Altogether, construction executives say this region's commercial sector remains healthy vis-a-vis most other areas of the country. To be sure, speculative office building has come to a halt, just as it has everywhere else. Nonetheless, there's one sector of the commercial office market that continues to expand - perhaps to the point of becoming overbuilt. Several construction executives are becoming concerned about the high-growth in the flex- and office condominium market.

With interest rates at their lowest point in a decade, developers have used the condo option to attract primarily small businesses. It seems as if everyone is participating: Sarasota architect George Palermo's Garden Office Park; Bonita Springs-based Corporate Realty and Development's Ironwood Business Center; Jerry Wyatt's Whitfield Loop building and Miramar-based National Constructors' Contractors Business Park at the Sarasota County Interstate Business Center.

"I personally think it's full or getting full," Cox says. "We're not seeing a slowdown in people buying them, which is kind of a contradiction.
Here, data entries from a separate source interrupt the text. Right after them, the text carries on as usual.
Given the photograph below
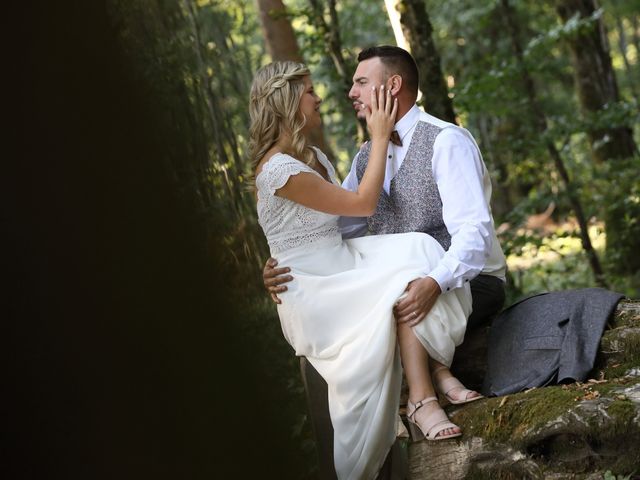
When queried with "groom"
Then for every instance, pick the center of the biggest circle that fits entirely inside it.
(435, 182)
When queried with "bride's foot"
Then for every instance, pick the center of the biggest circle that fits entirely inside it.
(428, 420)
(449, 386)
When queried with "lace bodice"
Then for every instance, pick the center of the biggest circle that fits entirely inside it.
(285, 223)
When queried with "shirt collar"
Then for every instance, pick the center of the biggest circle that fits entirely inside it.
(408, 121)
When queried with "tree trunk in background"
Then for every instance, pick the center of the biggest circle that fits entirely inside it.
(540, 120)
(331, 33)
(595, 79)
(622, 45)
(282, 45)
(417, 31)
(596, 85)
(278, 34)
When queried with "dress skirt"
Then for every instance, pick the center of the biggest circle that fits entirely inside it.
(337, 312)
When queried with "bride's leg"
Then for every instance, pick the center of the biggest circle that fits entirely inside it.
(452, 389)
(415, 361)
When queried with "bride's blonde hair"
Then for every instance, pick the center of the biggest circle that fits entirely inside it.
(273, 110)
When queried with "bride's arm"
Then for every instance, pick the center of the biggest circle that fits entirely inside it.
(313, 192)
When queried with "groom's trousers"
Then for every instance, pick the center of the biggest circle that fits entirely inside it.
(487, 294)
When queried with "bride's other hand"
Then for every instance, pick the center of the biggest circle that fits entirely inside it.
(274, 278)
(381, 118)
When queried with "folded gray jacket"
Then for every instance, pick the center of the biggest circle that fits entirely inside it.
(548, 338)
I'm surprised the market is still so strong. I think it's a great investment for a small company. I'm just surprised by the number of small business owners in Sarasota County."

John McIntyre, president of McIntyre, Elwell and Strammer General Contractor, agrees. He thinks the office condo market is overbuilt. "They have been very trendy, very hot. A lot of that boils down to the price of money. The biggest issues with them, from a practicality standpoint, is there is no ability to expand." McIntyre wonders what all those companies will do over a five-year period if they outgrow their space.
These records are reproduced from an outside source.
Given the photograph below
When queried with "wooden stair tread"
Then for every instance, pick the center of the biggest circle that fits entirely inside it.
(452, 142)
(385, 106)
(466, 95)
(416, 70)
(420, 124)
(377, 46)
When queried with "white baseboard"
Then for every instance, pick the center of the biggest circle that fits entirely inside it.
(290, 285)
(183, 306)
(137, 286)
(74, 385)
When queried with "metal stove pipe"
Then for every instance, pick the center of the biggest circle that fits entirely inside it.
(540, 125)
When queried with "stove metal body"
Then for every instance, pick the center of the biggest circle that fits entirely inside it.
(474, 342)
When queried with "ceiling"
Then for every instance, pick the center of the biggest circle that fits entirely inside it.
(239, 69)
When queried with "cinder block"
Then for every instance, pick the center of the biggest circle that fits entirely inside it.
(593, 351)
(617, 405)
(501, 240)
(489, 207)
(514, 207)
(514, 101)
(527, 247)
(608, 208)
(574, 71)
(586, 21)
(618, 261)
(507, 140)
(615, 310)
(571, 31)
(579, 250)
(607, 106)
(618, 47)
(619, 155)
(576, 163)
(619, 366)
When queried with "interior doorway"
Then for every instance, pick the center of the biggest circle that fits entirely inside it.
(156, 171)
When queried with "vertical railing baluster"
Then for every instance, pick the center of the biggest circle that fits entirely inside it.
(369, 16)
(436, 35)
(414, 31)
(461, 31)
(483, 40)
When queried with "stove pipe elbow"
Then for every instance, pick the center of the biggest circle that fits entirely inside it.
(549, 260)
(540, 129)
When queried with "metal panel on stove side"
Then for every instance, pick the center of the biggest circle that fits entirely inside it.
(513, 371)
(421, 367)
One area of the construction market that has been growing considerably is municipal government construction.

"I would say that it is a tick above average," says Craig Campbell, director of business development for Sarasota-based Dooley and Mack Constructors Inc. "The schools certainly got a boost, not just locally but around the state." In this area, there's also the Florida Department of Transportation's $68 million, 3,000-foot John Ringling Causeway Bridge. While most of Dooley and Mack's municipal work is outside the two-county area, Manatee County is scheduled to see its share of new school construction from a half-cent sales tax and impact fees.
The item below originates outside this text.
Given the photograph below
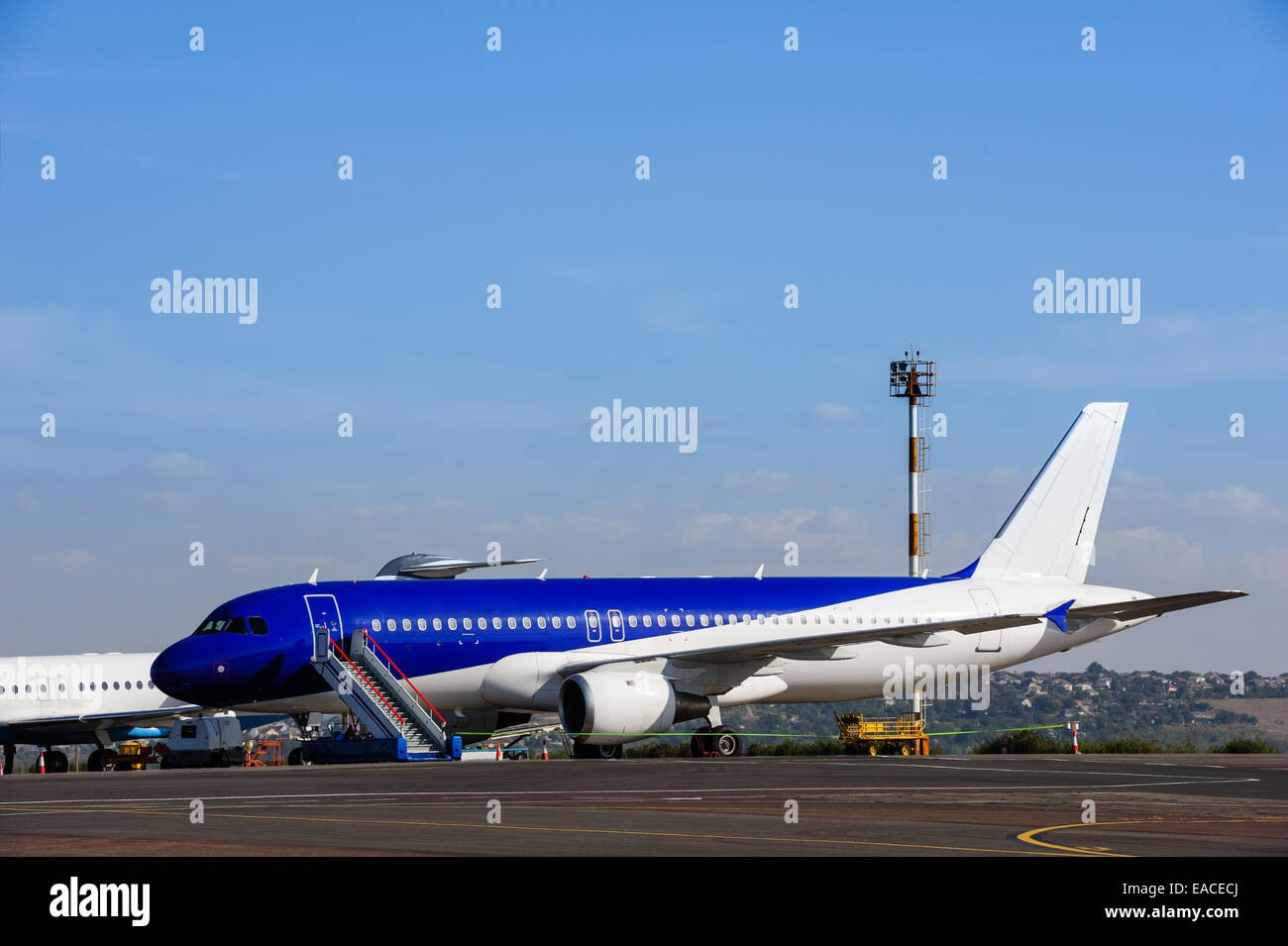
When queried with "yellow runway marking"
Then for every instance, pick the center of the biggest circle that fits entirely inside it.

"They have $377 million more to spend on schools," Michelle Holt, vice president of marketing for the Sarasota office of Pittsburgh, Pa.-based R.E. Crawford Construction Inc.

Lakewood Ranch also continues to be an area in high demand in all sectors - residential, retail and office/warehouse. Here's another measure of its popularity: By 2004 there are expected to be four construction companies with offices in Lakewood Ranch: Miami-based Myers Construction and Remodeling Co., Halfacre Construction Co., R.E. Crawford Construction and Dooley and Mack. W.G. Mills currently has a branch office there, and at least three major home builders will soon have their headquarters in Lakewood Ranch - Lee Wetherington Cos. Inc., M. Pete McNabb/Arthur Rutenberg and Neal Communities.

McIntyre attributes a lot of the new business interest in Lakewood Ranch to its residential success. "Certainly, new construction follows housing starts," McIntyre says.

Downtown Sarasota also has experienced a resurgence in development interest in the last year, with projects in development for a Publix Super Markets, Whole Foods Courthouse Centre, Five Points Tower and a new Sarasota Herald-Tribune headquarters.

"The downtown is being revitalized," Lisa Murphy, vice president of D.E. Murphy Constructors Inc. She says the new activity is why her company relocated last year from Seeds Avenue to Ringling Boulevard.

Downtown Bradenton is experiencing a resurgence, too. Progress continues on the residential condominiums at the formerly vacant Sandpile property, just south of U.S. 41. Work started a year ago on the MainStreet at Bradenton, an $18 million 252-unit apartment complex, and already a number of the units have been leased and occupied.

The entire complex is scheduled for completion in about a month. The next phase of the Sandpile development is expected to start in October, when construction is set to start on the first of three high-rise condominiums. Plans call for the developer, Bradenton Riverfront Partners, also to build a five-story hotel and several office/retail buildings.